China-Europe-America Collaboration Essential for Global Carbon Neutrality
When China, Europe and the U.S. work together, they can solve the most complex problems and contribute to the advancement of humankind.
“Environmental challenges are not a figment of our imaginations, but a key issue of mankind’s future,” Laurent Fabius, former French Prime Minister and one of the leaders who helped make the 2015 Paris UN Climate Change Conference a success, said when pointing out what is at stake at a recent webinar.
Fabius stressed that efforts should focus on the near future, particularly on the next UN climate change conferences, because climate action is a race against time. He added that the status quo is not a cause for pessimism but, on the contrary, a call for more ambitious and urgent actions.
The webinar, known as the first dialogue of the China-Europe-America Net-Zero Transition Platform, took place on December 20–two months after the UN Climate Change Conference in Glasgow, and gathered 40 speakers from 10 different countries.
As part of the China-Europe-America Global Initiative, it highlighted the importance of partnerships between governments, the private sector and civil society.
In the words of David Gosset, founder of the China-Europe-America Global Initiative, “when China, Europe and the U.S. work together, they can solve the most complex problems and contribute to the advancement of humankind.”
Other participants echoed their calls for international cooperation and partnerships.
While noting China is intensifying its efforts to address climate change, Du Zhanyuan, President of China International Communications Group, expressed his hopes for the world to uphold multilateralism in the battle as well as for other countries and regions, especially Europe and the U.S., to take prompt and effective steps to fulfill their commitments and ensure the global goal of net-zero emission is achieved on schedule.

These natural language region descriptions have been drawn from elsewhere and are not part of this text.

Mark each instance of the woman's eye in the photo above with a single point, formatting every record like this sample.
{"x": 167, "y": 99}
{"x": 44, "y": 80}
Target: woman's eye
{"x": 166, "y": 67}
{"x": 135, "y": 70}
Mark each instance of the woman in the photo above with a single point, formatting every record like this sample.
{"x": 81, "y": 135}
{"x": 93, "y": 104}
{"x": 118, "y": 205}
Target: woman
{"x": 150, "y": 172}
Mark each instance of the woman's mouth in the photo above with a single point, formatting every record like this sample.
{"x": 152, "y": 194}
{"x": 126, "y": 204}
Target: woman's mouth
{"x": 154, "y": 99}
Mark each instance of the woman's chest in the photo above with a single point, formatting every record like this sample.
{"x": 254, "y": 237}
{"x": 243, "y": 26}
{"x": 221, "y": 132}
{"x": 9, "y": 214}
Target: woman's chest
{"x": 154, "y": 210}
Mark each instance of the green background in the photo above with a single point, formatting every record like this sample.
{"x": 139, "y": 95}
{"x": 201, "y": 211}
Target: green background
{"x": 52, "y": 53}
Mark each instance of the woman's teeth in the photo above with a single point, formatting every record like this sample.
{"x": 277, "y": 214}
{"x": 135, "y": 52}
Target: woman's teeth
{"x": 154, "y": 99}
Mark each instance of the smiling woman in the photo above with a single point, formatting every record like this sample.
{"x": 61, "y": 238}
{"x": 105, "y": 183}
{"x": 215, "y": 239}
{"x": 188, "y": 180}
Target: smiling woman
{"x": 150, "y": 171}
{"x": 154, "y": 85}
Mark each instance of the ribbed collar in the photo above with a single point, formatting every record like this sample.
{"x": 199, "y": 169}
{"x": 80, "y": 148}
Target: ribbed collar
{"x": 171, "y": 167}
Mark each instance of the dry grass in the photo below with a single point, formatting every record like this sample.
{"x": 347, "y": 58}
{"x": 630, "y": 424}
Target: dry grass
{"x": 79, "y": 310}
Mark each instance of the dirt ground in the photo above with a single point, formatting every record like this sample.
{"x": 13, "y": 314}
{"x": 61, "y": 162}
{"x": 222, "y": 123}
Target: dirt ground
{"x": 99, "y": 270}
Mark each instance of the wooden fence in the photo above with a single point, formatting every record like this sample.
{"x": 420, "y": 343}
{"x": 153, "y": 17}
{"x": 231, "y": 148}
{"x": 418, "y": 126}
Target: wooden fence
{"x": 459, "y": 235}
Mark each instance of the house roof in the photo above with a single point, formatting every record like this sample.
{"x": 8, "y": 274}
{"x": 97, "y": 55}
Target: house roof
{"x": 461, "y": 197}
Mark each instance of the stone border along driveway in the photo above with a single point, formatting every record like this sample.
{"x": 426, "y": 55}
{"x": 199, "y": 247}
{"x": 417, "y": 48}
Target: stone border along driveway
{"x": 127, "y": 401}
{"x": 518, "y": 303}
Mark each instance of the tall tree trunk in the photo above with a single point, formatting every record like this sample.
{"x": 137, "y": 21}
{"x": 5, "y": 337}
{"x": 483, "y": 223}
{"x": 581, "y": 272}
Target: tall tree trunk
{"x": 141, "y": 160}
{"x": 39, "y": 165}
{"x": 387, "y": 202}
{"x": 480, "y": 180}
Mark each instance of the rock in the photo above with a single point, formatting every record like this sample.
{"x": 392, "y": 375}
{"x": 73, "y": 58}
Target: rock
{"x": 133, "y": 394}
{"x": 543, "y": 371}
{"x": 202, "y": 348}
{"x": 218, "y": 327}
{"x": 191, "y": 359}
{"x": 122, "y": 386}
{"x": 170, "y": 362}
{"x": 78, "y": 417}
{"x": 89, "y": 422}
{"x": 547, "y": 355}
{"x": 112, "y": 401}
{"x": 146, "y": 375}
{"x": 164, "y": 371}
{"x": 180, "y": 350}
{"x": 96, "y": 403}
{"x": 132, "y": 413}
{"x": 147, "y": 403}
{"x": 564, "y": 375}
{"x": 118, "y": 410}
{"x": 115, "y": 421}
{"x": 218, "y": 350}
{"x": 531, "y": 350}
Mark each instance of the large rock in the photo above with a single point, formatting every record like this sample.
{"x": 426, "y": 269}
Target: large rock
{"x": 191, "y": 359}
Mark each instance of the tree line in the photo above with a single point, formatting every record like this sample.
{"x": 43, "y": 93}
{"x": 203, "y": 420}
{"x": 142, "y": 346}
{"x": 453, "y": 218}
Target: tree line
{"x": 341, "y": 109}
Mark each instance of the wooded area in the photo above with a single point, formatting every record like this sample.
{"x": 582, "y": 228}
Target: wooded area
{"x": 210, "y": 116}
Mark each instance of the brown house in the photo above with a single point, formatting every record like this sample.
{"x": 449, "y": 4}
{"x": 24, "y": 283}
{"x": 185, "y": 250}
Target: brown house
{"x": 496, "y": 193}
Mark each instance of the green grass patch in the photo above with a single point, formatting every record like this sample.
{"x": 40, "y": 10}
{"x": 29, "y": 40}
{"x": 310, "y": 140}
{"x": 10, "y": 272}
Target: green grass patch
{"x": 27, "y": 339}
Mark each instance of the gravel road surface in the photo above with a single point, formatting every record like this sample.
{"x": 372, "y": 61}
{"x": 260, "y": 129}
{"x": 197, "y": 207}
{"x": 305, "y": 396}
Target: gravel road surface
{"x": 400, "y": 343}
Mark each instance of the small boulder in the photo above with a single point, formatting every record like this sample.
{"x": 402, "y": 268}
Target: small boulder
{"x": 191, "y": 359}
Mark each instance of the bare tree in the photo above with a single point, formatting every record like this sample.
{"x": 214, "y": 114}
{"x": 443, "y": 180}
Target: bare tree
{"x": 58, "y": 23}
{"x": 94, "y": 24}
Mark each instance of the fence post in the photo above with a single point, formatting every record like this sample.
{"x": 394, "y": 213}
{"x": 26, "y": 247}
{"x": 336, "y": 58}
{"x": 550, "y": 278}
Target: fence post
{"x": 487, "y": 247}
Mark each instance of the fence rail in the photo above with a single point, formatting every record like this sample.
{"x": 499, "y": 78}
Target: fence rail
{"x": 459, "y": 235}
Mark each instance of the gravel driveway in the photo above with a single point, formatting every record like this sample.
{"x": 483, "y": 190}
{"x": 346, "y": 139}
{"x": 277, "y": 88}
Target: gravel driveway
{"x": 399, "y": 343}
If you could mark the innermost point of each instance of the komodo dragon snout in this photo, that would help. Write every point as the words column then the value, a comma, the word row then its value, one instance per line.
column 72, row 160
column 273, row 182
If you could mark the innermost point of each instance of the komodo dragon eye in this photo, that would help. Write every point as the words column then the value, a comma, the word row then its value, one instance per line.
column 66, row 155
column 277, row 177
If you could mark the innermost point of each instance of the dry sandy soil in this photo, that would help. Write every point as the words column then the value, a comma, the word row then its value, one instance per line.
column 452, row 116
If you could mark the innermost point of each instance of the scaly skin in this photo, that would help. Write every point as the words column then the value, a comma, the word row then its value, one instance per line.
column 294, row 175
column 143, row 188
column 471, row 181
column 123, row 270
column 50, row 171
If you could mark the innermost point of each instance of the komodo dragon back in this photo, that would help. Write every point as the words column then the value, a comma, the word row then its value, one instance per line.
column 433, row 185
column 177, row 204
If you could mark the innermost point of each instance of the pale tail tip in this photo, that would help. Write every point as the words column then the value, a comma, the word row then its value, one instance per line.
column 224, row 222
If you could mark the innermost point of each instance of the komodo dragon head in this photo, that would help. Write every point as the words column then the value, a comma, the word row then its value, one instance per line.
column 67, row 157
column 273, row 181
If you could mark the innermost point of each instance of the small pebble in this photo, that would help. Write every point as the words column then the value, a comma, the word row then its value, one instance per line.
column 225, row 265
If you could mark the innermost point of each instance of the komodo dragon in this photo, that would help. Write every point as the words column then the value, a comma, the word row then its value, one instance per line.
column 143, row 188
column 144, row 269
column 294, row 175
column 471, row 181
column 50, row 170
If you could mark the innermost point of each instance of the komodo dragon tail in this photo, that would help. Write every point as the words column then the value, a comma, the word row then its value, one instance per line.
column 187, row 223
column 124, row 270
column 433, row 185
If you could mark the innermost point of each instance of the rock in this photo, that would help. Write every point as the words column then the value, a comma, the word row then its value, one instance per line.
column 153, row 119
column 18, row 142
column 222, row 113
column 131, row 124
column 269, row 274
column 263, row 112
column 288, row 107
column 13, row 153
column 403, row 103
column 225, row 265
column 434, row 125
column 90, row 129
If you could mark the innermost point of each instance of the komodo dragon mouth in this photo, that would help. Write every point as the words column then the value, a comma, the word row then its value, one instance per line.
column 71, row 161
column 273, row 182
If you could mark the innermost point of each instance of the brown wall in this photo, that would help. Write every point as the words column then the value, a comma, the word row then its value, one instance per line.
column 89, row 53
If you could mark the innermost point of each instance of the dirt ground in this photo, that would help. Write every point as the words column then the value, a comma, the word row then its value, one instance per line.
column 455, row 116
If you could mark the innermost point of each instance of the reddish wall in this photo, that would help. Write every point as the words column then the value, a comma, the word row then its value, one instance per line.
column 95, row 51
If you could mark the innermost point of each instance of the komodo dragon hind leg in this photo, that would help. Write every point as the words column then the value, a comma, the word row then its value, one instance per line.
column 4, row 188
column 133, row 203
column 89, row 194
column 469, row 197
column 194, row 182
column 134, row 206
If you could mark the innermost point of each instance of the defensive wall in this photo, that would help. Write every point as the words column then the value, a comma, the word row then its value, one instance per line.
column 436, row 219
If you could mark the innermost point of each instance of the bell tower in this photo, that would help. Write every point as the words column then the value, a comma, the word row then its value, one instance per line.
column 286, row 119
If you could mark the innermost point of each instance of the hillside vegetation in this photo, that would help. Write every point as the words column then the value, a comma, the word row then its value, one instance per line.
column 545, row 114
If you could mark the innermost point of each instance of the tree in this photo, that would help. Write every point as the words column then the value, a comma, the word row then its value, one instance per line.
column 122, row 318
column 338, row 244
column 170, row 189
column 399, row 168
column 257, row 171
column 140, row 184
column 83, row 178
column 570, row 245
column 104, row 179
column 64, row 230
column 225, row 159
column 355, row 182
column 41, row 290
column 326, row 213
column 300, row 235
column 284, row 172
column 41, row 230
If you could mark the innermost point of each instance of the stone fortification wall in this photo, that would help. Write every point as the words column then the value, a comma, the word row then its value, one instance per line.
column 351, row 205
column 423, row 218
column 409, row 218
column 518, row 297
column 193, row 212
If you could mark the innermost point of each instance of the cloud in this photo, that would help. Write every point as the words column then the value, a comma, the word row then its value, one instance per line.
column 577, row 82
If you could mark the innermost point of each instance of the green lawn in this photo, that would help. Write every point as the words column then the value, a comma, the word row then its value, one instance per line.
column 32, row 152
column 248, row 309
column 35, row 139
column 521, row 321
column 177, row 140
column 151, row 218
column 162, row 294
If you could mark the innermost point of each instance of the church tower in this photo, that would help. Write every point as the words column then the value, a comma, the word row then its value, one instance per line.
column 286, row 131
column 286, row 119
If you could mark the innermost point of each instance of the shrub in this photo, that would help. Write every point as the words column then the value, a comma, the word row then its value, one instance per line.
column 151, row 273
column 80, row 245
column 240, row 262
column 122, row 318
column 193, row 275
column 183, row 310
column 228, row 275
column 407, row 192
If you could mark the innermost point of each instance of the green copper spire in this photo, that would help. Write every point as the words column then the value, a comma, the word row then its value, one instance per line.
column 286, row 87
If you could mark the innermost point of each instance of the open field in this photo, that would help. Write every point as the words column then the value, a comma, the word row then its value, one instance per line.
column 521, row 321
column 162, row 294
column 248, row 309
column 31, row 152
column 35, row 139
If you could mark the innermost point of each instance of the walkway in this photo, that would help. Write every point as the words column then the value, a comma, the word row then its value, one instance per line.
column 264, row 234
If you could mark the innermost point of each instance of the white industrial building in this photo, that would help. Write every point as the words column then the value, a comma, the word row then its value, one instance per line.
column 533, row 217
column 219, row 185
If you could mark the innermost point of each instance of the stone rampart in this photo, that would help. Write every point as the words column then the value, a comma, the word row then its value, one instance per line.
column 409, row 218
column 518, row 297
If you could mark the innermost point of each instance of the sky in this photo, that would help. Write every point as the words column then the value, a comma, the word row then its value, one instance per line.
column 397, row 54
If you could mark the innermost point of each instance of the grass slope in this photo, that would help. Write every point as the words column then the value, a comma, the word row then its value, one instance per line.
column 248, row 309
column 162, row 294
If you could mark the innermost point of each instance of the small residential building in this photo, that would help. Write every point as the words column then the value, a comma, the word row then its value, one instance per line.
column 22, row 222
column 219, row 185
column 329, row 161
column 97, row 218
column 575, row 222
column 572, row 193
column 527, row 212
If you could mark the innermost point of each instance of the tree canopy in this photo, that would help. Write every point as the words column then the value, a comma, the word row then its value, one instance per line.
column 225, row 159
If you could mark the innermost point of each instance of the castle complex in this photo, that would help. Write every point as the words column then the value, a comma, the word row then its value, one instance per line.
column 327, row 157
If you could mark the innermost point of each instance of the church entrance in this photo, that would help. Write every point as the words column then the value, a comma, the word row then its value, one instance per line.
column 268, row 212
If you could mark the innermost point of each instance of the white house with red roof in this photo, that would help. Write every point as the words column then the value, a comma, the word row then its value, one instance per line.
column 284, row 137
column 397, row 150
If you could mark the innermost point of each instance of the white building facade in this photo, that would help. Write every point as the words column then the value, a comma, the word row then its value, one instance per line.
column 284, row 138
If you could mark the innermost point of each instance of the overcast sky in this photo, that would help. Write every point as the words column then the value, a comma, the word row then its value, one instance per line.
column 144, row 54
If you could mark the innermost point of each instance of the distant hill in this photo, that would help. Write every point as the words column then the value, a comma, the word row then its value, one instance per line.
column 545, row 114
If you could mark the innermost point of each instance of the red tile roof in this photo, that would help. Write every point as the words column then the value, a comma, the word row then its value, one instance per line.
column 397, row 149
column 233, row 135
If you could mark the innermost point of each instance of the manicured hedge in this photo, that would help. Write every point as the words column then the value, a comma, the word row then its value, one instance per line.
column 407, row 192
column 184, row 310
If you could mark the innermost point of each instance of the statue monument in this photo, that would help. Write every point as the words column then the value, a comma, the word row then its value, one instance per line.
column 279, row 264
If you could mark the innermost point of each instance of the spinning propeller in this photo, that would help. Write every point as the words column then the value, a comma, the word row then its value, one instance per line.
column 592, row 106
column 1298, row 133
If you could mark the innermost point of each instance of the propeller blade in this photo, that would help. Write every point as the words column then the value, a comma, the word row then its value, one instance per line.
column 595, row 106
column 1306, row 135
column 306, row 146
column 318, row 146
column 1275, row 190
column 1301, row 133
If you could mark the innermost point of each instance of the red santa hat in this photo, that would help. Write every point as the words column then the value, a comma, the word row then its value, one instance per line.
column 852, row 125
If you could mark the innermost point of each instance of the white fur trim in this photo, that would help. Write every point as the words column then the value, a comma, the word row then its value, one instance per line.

Javier Solana, former High Representative of the European Union for Foreign Affairs and Security Policy, connected climate change with security. “One of my main worries for the future of humanity is whether we will be able to cooperate in tackling the climate crisis–the greatest threat to international peace and security,” the former top EU diplomat said.
Gian Maria Gros-Pietro, Chairman of Intesa Sanpaolo, explained the importance of green finance in the transition toward sustainability.
Gros-Pietro, leader of one of Europe’s largest banks, clarified, “Financial institutions will have a primary responsibility for channeling private and public savings, market and sovereign financial resources, toward sustainable goals.”
Despite all the difficulties, progress is being made on the path to a greener economy, Joan McEntee, former Under Secretary with the U.S. Department of Commerce, said.
China and the U.S. issued a joint declaration on enhancing climate action in the 2020s on the sidelines of the UN Climate Change Conference in Glasgow on November 10. They promised to collaborate in areas such as regulatory frameworks, green design and renewable resource utilization, while agreeing to set up a working group to advance bilateral and multilateral climate cooperation.